The industry was not as enthusiastic about the vote. Luigi Gambardella, chairman of ETNO, he association of the main telecoms operators in Europe, said: “Today’s vote risks derailing the original objectives of the Connected Continent Regulation, namely a strong European digital industry igniting growth and jobs creation. If the restrictive changes to the Open Internet provisions are confirmed in the final text, the access of European citizens and businesses to innovative and high-quality services will be negatively affected. This would turn into a dangerous situation, in which the European digital economy will suffer and EU businesses will be put in a difficult competitive situation with respect to other regions of the world”.

The provisions adopted by the Parliament "would further compromise investment and hinder innovation, limiting the availability of customised services differentiated on the basis of quality and price, and introducing additional restrictions on essential traffic management," reads a press release from GSMA, the association of Europe's main mobile telephone operators.

“For mobile to fulfil this potential, network operators must be able to develop services that meet the needs of consumers and charge different prices for differentiated products. This is also a key driver for the high network investment needed to meet Europe’s connectivity challenge and underpin growth,” added Anne Bouverot, GSMA Director General.

Opposite was the view of consumers associations. Guillermo Beltra, digital team policy officer at BEUC, the main consumers group in the EU said: “Net neutrality is as close as it gets to being the issue of our times for the internet. We are reassured to see MEPs say equitable internet provision must be realised."

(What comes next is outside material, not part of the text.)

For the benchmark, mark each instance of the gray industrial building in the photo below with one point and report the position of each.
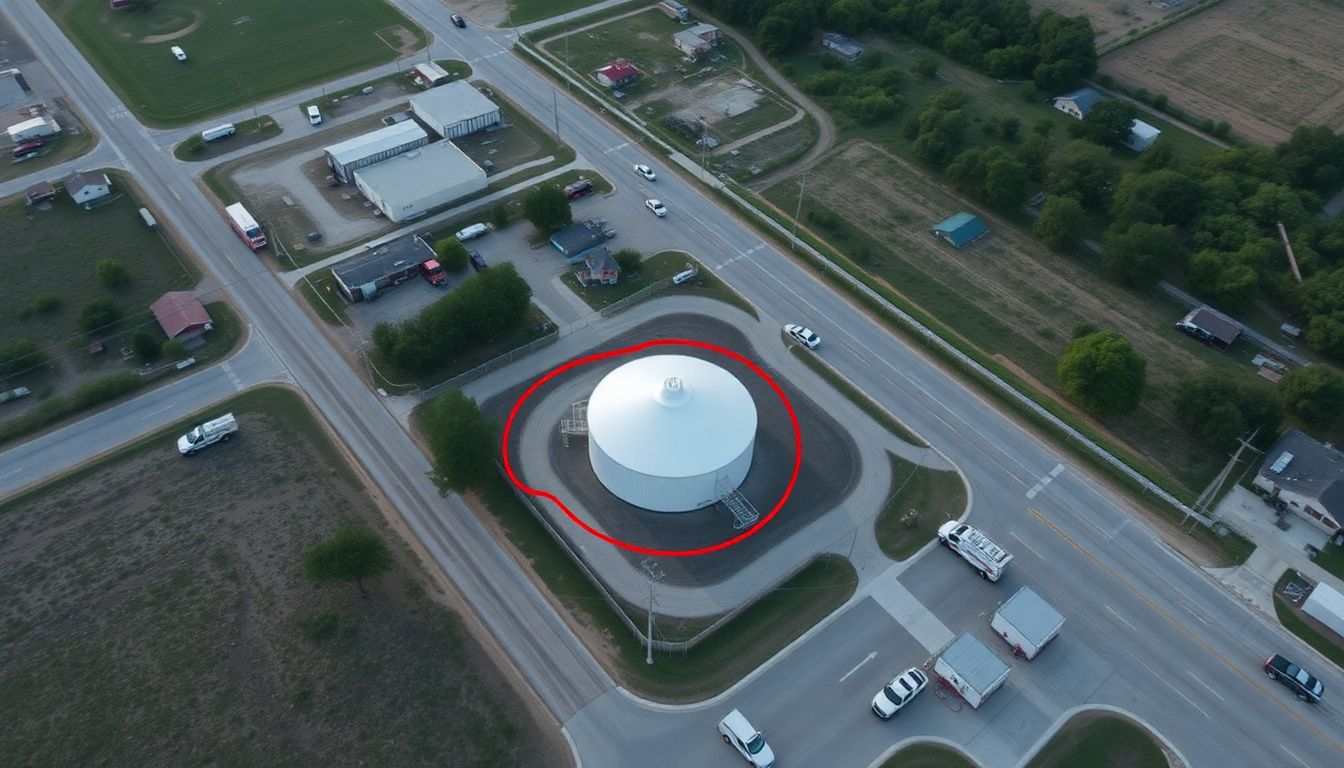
(454, 109)
(383, 266)
(413, 183)
(375, 147)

"It is in no-one’s interest to see overt control of internet traffic speeds and access pass too far into the hands of Europe’s handful of network operators. Net Neutrality is the buffer against such a scenario. It’s also a bulwark against a future ‘two-tier’ internet of consumers paying premiums to access certain services or operators prioritising their own content while degrading the speed of competitors. Internet traffic management is like a good referee in football – it’s needed in minor emergencies and should otherwise go unnoticed,” he added.

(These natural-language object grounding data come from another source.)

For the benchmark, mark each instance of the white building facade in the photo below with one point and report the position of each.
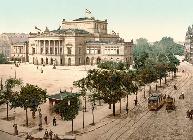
(189, 44)
(78, 42)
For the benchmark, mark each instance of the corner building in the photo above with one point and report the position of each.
(78, 42)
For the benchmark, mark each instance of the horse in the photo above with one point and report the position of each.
(181, 96)
(189, 114)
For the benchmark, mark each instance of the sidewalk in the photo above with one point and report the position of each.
(102, 114)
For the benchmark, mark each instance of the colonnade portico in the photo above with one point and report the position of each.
(45, 47)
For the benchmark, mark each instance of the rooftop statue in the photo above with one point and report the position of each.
(46, 30)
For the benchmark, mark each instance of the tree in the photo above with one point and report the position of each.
(82, 85)
(110, 65)
(68, 107)
(8, 93)
(31, 96)
(3, 59)
(141, 53)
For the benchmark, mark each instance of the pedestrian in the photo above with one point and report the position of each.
(54, 121)
(135, 102)
(46, 120)
(50, 134)
(46, 135)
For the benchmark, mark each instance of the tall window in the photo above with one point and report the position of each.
(33, 50)
(117, 51)
(41, 50)
(99, 51)
(46, 50)
(79, 61)
(55, 51)
(61, 51)
(69, 50)
(51, 50)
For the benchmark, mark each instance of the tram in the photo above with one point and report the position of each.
(156, 101)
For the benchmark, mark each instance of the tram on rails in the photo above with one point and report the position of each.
(155, 101)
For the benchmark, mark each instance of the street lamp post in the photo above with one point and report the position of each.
(40, 119)
(83, 116)
(15, 125)
(93, 106)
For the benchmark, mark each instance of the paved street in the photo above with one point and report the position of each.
(144, 124)
(5, 136)
(139, 124)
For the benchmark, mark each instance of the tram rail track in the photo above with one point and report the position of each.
(118, 135)
(112, 131)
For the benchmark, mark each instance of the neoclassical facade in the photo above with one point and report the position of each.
(78, 42)
(19, 52)
(189, 44)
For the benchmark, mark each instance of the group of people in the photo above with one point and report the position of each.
(46, 120)
(189, 114)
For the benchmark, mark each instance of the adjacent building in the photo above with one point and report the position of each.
(78, 42)
(8, 39)
(189, 44)
(19, 52)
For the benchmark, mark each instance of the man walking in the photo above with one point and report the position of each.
(46, 120)
(54, 121)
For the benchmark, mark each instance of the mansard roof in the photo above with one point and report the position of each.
(84, 18)
(63, 31)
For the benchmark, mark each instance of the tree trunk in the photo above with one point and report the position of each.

“The European Parliament established the EU as the major global force to protect the freedom of the open internet” said Joe McNamee, Executive Director of European Digital Rights (EDRi), a group of privacy and civil rights organisations.

“The value of the Internet is its openness – the European Commission's efforts to experiment with the freedom of the internet in order to help a small number of companies is dangerous and short-sighted,” he added.

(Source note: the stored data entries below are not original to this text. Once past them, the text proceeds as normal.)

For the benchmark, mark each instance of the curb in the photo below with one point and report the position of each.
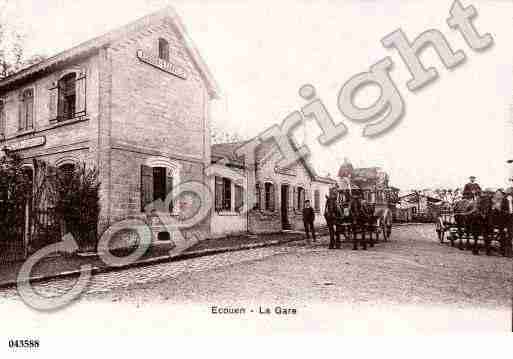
(151, 261)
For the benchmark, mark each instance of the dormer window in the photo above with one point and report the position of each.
(26, 116)
(163, 49)
(67, 97)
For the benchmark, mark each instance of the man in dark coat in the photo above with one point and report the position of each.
(308, 219)
(471, 189)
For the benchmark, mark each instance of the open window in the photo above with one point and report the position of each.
(26, 115)
(156, 183)
(269, 196)
(68, 97)
(2, 119)
(300, 198)
(223, 194)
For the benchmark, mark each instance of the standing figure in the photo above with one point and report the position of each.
(308, 220)
(471, 190)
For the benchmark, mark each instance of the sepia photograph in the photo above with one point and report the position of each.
(256, 168)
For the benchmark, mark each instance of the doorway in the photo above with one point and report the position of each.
(285, 206)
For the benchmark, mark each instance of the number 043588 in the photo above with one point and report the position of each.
(24, 343)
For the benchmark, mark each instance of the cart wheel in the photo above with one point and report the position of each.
(440, 231)
(441, 235)
(385, 231)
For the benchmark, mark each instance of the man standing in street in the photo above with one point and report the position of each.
(471, 189)
(308, 220)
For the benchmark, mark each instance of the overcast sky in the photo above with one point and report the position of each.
(262, 52)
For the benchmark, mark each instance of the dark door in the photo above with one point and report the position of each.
(284, 206)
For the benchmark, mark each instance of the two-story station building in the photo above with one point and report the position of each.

The European Commission proposed last September a wide reform of the telecoms sector intended to kick-start the underperforming European telecoms sector and incentivise investment in ultra-fast broadband networks.

Brussels proposed to create a real single market for telecoms in Europe, since the sector still operates largely on the basis of 28 national markets.

Under the Commission's plan, this should be achieved by ending roaming surcharges for mobile services abroad, better coordinating radio spectrum allocation, protecting the neutrality of the Internet (although granting higher discretionary power to Internet service providers) and raising consumer protection.